# Cortical circuitry and mechanisms underlying remote cue-specific fear memory and extinction

> **NIH NIH R01** · UNIVERSITY OF VERMONT & ST AGRIC COLLEGE · 2022 · $504,064

## Abstract

Project Summary
Individuals with fear disorders such as post-traumatic stress disorder (PTSD) experience
excessively strong and intrusive fear memories about stimuli that were encountered during a prior
trauma, including individual sounds or visual stimuli (“cue-specific” fear memory) or the
combination of stimuli that together define the place in which the event occurred (“contextual” fear
memory). The memories may have been formed recently or long ago (“remote” memories), in
which case they may plague a person for a substantial portion of his/her life. The development of
effective therapies depends on a thorough understanding the neural mechanisms that underlie
these different types of fear memories, as well as fear extinction, which is the basis for exposure-
based therapy commonly used to reduce fear in humans.

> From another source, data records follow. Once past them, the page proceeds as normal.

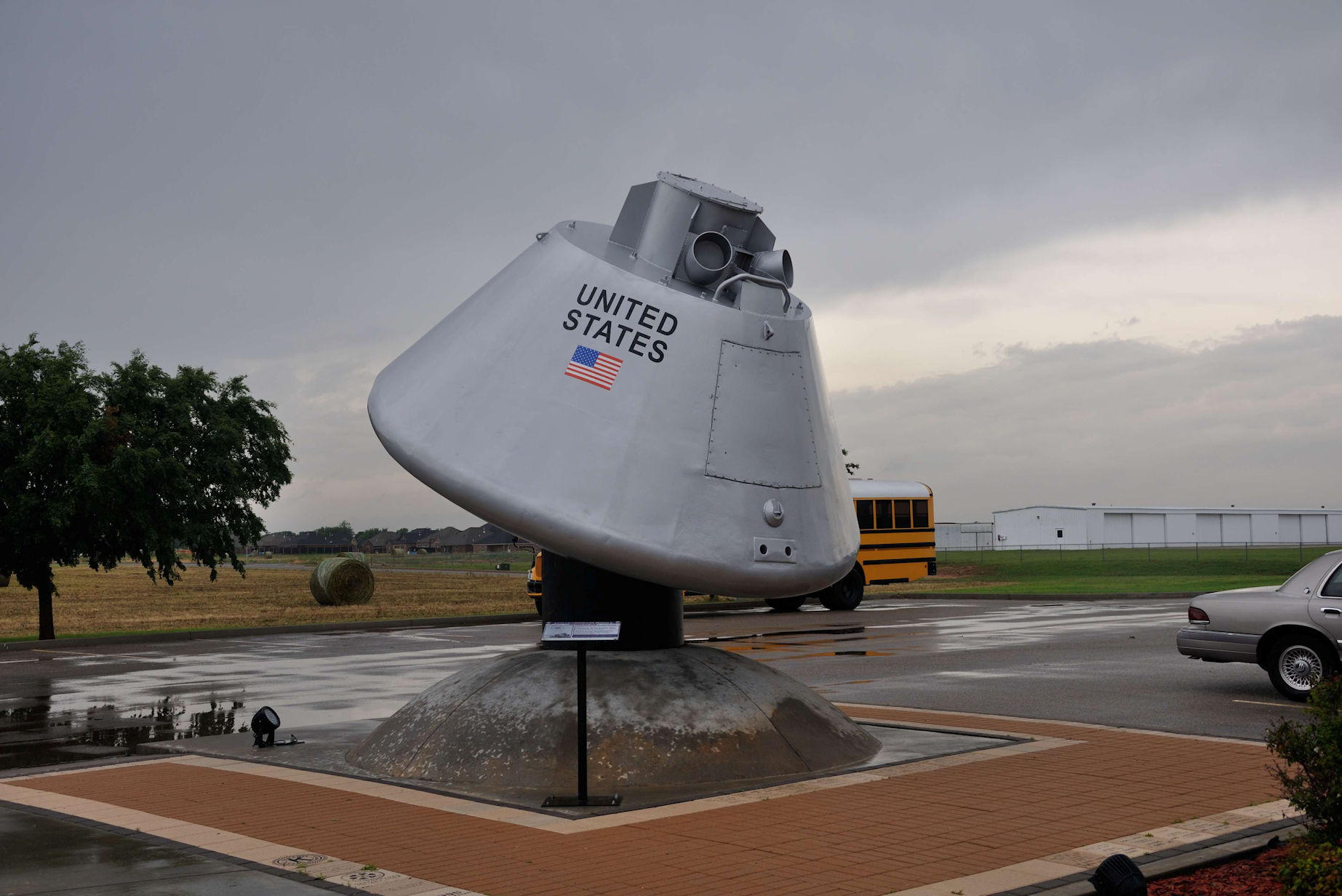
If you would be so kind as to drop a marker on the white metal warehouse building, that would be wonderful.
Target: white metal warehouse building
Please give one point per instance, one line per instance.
(1079, 526)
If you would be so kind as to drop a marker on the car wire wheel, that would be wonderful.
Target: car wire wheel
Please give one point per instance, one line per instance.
(1301, 667)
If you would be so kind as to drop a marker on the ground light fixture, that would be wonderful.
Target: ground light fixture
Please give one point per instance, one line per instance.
(1118, 876)
(263, 727)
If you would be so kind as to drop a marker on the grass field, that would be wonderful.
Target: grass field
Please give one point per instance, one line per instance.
(1125, 570)
(124, 600)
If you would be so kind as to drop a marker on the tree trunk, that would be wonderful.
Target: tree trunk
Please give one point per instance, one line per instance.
(46, 621)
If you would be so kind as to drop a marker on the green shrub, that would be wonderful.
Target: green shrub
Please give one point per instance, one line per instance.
(1310, 767)
(1311, 870)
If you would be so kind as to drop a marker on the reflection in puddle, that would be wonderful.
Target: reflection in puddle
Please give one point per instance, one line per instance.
(35, 735)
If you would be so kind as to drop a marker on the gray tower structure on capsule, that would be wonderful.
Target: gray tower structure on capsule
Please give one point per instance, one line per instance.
(666, 427)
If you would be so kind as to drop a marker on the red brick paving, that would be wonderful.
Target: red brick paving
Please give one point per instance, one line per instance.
(868, 837)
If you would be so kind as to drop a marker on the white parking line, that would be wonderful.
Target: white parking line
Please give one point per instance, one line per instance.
(1263, 703)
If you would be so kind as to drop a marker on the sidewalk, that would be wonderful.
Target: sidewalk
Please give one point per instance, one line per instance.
(976, 824)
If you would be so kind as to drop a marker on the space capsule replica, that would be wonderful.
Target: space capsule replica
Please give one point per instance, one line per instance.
(644, 397)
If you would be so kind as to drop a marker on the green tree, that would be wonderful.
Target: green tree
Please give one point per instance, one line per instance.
(1310, 759)
(128, 463)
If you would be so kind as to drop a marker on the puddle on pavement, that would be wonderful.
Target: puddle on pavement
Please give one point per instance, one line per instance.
(33, 734)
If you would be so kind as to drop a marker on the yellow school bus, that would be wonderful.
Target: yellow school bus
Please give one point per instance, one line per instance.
(898, 543)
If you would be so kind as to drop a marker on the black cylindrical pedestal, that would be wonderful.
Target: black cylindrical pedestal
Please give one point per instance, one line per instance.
(651, 616)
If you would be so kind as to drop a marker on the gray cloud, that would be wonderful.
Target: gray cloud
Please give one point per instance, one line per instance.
(1253, 423)
(281, 189)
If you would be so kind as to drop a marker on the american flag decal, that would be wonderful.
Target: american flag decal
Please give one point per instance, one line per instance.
(594, 367)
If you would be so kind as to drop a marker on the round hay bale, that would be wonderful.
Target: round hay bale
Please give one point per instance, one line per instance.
(341, 580)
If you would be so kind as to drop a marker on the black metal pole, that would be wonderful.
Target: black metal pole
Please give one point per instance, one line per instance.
(581, 726)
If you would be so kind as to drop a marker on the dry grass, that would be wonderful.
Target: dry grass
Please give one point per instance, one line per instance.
(124, 600)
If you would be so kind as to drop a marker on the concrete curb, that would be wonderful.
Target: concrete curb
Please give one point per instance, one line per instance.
(994, 596)
(184, 849)
(1170, 863)
(355, 625)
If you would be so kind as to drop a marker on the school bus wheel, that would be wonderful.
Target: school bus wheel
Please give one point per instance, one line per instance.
(844, 594)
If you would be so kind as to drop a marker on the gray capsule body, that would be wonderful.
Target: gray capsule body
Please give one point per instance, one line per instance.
(634, 424)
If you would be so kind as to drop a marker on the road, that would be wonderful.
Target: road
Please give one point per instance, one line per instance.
(1103, 662)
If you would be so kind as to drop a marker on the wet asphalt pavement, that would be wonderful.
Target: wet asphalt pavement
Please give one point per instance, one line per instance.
(43, 855)
(1105, 662)
(1101, 662)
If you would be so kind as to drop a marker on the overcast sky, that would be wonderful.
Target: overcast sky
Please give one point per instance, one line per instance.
(1056, 252)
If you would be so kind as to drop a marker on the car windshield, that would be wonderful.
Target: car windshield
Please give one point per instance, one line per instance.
(1305, 583)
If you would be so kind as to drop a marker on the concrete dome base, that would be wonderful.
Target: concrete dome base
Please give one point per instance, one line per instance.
(687, 715)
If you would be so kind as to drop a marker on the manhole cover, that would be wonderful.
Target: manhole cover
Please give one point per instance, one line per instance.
(298, 859)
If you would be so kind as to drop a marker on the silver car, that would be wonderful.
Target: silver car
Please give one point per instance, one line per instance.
(1294, 632)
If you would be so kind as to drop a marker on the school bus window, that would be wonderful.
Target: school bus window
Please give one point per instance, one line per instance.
(865, 519)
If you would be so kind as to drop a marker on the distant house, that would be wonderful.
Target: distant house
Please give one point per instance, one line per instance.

To date, a substantial body of research
has identified discrete neural systems that support recent versus remote contextual memory, and
other studies have identified the substrates of recently-acquired cue-specific memory and
extinction, but very little work has focused on the brain mechanisms involved in remote cue-
specific memory and extinction. This is important to resolve particularly with respect to PTSD
since individuals often do not seek therapy until long after the traumatic event, especially in cases
of combat trauma or sexual assault. To address this, the proposed research advances a new
theoretical model of the neural circuits that underlie remote cue-specific fear memory and
extinction. This model is based on new data from our laboratory and combines state-of-the art
chemogenetic and optogentic-anatomical approaches to test the hypotheses that a)
communication between the retrosplenial cortex and secondary sensory cortices is necessary for
remote cue-specific fear memory, and b) the postrhinal cortex mediates the context-dependency
of extinction of remote cue-specific fear.

## Key facts

- **NIH application ID:** 10401949
- **Project number:** 5R01MH118734-05
- **Recipient organization:** UNIVERSITY OF VERMONT & ST AGRIC COLLEGE
- **Principal Investigator:** Allan T Gulledge
- **Activity code:** R01 (R01, R21, SBIR, etc.)
- **Funding institute:** NIH
- **Fiscal year:** 2022
- **Award amount:** $504,064
- **Award type:** 5
- **Project period:** 2019-07-01 → 2024-04-30

## Primary source

NIH RePORTER: https://reporter.nih.gov/project-details/10401949

## Citation

> US National Institutes of Health, RePORTER application 10401949, Cortical circuitry and mechanisms underlying remote cue-specific fear memory and extinction (5R01MH118734-05). Retrieved via AI Analytics 2026-05-22 from https://api.ai-analytics.org/grant/nih/10401949. Licensed CC0.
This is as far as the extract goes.